The current reprieve from this Malthusian tautology is the temporary result of the Industrial revolution and associated cultural shifts colliding with old-time cultural constructs. It couldn't last more than a century or so. Already, differential fertility of massive and obvious. Fertility of very conservative people is 2.35, of the most liberal it is 1.6. Subgroups like Amish, orthodox Jews, and conservative Muslims, and low-IQ people are rapidly growing in the population.

The Amish population doubles every 20-25 years; a simple calculation reveals they'll be hundreds of millions of people within a couple centuries, and billions a couple decades after that. They will grow until something stops their reproduction. The only question is what that something will be.

Evolution will win out in the end. Life finds a way. And it has all the time in the universe to do so.

When someone shows me a picture of exponential growth I always ask whether they're sure it isn't a sigmoid curve. In the case of population, extrapolations such as yours rest on the implicit assumption that motivating factors will never change.

For example, I was a bit surprised about your mention of the Amish population doubling, and went to read a few articles to learn more about that. Consider this quote from one in a Lancaster County, PA paper (which seems like a well-informed source since it sits in the middle of Amish country):

Ben Riehl, an Amish farmer, said the local settlement is growing “as fast or faster than it ever has.” However, he thinks families are getting somewhat smaller. A family may have five children these days, rather than nine or more.

He attributes that to the shift away from farming, a vocation that lends itself to large families.

Demographics are just not a one-way street. Certainly there are strong incentives and traditions to pop out lots of children in some contexts. But those incentives change, and do people's behaviors. We're going to be overrun by _________!' is a common anxiety that has been refuted over and over again by anthropological studies. It only makes sense in models where you assume everyone acts independently and populations and individuals don't really interact with each other.

Well, there's nothing that says the Amish are homogeneous or must stay that way.

Even among Amish, there will be some sub-groups where fertility falls, and others where it stays the same or rises.

So, the Amish who reduce fertility (like those you quoted) will eventually be outnumbered by those other groups of Amish who continued to reproduce at higher rates.

Even if the differential is tiny, and the high-population group is initially a single individual, it will eventually dominate. Heck, even with zero high-fertility sub-population, one will eventually mutate into existence and then dominate. This is evolution.

Maybe it'll be 50 years, or 150, or 1,000 years. What you're saying could affect the timing of the wheat-and-chessboard outcome, but it doesn't change that outcome.

>Demographics are just not a one-way street. Certainly there are strong incentives and traditions to pop out lots of children in some contexts. But those incentives change, and do people's behaviors.

You're still imagining that the base "rules" like human nature are invariant. For example, you're talking about "incentives", as though people respond to incentives in fixed ways.
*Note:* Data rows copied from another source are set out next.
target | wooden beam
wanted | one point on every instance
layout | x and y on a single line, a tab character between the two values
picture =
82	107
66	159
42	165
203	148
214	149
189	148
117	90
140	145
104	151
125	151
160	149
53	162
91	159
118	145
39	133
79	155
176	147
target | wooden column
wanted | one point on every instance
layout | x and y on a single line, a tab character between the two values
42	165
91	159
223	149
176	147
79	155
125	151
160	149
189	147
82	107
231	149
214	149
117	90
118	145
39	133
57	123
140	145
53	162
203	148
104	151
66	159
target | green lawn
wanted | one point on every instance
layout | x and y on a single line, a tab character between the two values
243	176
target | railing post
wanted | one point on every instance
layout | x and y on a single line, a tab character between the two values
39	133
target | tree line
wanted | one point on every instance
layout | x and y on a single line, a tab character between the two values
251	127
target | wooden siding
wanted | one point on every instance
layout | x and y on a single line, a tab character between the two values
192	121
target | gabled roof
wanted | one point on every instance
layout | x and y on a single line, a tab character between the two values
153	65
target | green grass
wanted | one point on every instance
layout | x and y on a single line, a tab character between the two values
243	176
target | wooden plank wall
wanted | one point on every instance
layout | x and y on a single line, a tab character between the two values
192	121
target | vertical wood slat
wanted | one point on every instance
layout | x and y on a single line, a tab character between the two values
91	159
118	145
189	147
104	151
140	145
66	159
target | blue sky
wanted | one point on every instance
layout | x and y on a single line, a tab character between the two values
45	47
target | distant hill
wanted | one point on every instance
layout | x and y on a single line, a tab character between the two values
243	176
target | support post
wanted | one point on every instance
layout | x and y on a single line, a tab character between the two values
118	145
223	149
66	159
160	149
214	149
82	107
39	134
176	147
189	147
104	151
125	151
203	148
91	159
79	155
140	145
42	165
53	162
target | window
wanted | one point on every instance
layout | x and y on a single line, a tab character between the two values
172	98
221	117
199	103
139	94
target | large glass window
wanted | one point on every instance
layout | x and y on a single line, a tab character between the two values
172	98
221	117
But they don't. Even if the incentives change to encourage low populations, some subgroup will quasi-irrationally ignore those incentives any over-reproduce anyway. Eventually, that subgroup and their quasi-irrational characteristics will dominate.

>We're going to be overrun by _________!' is a common anxiety that has been refuted over and over again by anthropological studies. It only makes sense in models where you assume everyone acts independently and populations and individuals don't really interact with each other.

Well first, you seem to be making some implied xenophobia accusation. Nothing in my comment identified any "we" nor any "_blank_" that "we" would be overrun by. This has nothing to do with fear. I simply said something about population dynamics that applied to all organisms of all species everywhere.

In addition, usually the identity lines aren't that clear and my point doesn't require them to be. I clearly talked about sub-populations who come to dominate their identity group, which is different from one identity group dominating another. Both can occur.

I'd ask that you please don't imply in some accusation of irrational immoral xenophobia on my part, and don't attribute emotions like xenophobic "anxiety" to me without me stating them. It's just not productive.

Regarding your narrow point, 'We're going to be overrun by _________!' has not been refuted. Quite the opposite - historically, it's come true many, many times: Native Americans got overrun by fast-breeding Europeans. Ainu were overrun by fast-breeding Japanese. Berbers were overrun by Arabs. Many ancient tribes overran other tribes (e.g. Zulu overran many other tribes). And so on.

>When someone shows me a picture of exponential growth I always ask whether they're sure it isn't a sigmoid curve.

I agree in general. But here's why I'm sure this isn't a sigmoid curve: Life began on Earth 3.8 billion years ago and population has always been exponential for every species, anywhere, ever.

The only major exception I can think of is humans since the industrial revolution, and evidence shows that this is temporary. I'd be happy to hear about other examples (though I suspect they'd also be temporary or very strange exceptions that prove the rule).

If we want it to be a sigmoid curve, we must choose to make it a sigmoid curve using policy.

> and low-IQ people are rapidly growing in the population

Do you have evidence that disproves the Flynn effect…?

Here's some reading to get you started: https://en.wikipedia.org/wiki/Fertility_and_intelligence#Lat...

Also - If you think the Flynn effect (measured increases in average IQ over time) contradicts the hypothesis that low-IQ people have more kids, you're confused. Both can be true at the same time, if the Flynn effect is due to environmental changes and not eugenic breeding (which seems to be scientists' tentative conclusion right now).